How would you like being spied upon by people you don’t know; by people who don’t know you, but want to take a surreptitious peek at your inner world?
Drones are a burgeoning problem, especially when we hear of those rocket-like, automatically piloted gizmos being responsible for bombing military targets in places like Pakistan and Yemen and all those dangerous places you read about in the papers. They’re not only used for bombing, they’re being used for looking too! Spying!
With the rapid advances in technology, it seems the science fiction world we once looked forward to is upon us — for good or bad. Currently, those drones that have been traversing the Middle East, etc. may be hovering somewhere near our very own homes. And it’s not at all the whimsical view we once had of futuristic airplanes zooming overhead being piloted by eager ground controllers running commercial errands for business moguls.
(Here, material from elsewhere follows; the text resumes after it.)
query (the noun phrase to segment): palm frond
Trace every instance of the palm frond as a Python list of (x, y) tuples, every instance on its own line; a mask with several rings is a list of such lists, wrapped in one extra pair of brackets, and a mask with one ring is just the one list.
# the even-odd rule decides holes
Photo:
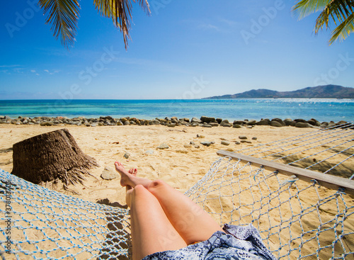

That’s all fiction, we said; comic book stuff.
Not any more!
We know how effective these pilotless capsules can be if they’re used as bombs, but we haven’t really been exposed to how effective they are as camerabearers. Word has it drones were used extensively as quiet surveillance vehicles in flights over the residence of Osama bin Laden before he was killed. But what about their use as patrollers of our domestic skies — even our bedrooms and backyards? It’s not unfeasible to envision a hovering, helicopter-type eye in the sky peering into a Bayview Houses window off the coast of Jamaica Bay.
Don’t laugh. Civil libertarians are showing some concern — as are people in general — because of the at-one-time unheard of capability of these flying surveillance cameras to monitor our every move if they are allowed access to our skies unchecked. Currently, there are drones taking pictures of the Mexican-Arizona and Mexican-Texas borders looking for drug cartel members crossing the lines. They’re essentially invisible, but they are there, like it or not.
Supposedly, Congress is now taking a look at addressing the civil liberties that could be violated by such possible deceitful — let’s get our semantics correct — spying. And they’ve been talking to Federal Aeronautics Administration (FAA) authorities with the aim of coming up with rules to allow government and commercial uses of drones domestically, according to recently published reports, keeping in mind privacy and civil rights concerns.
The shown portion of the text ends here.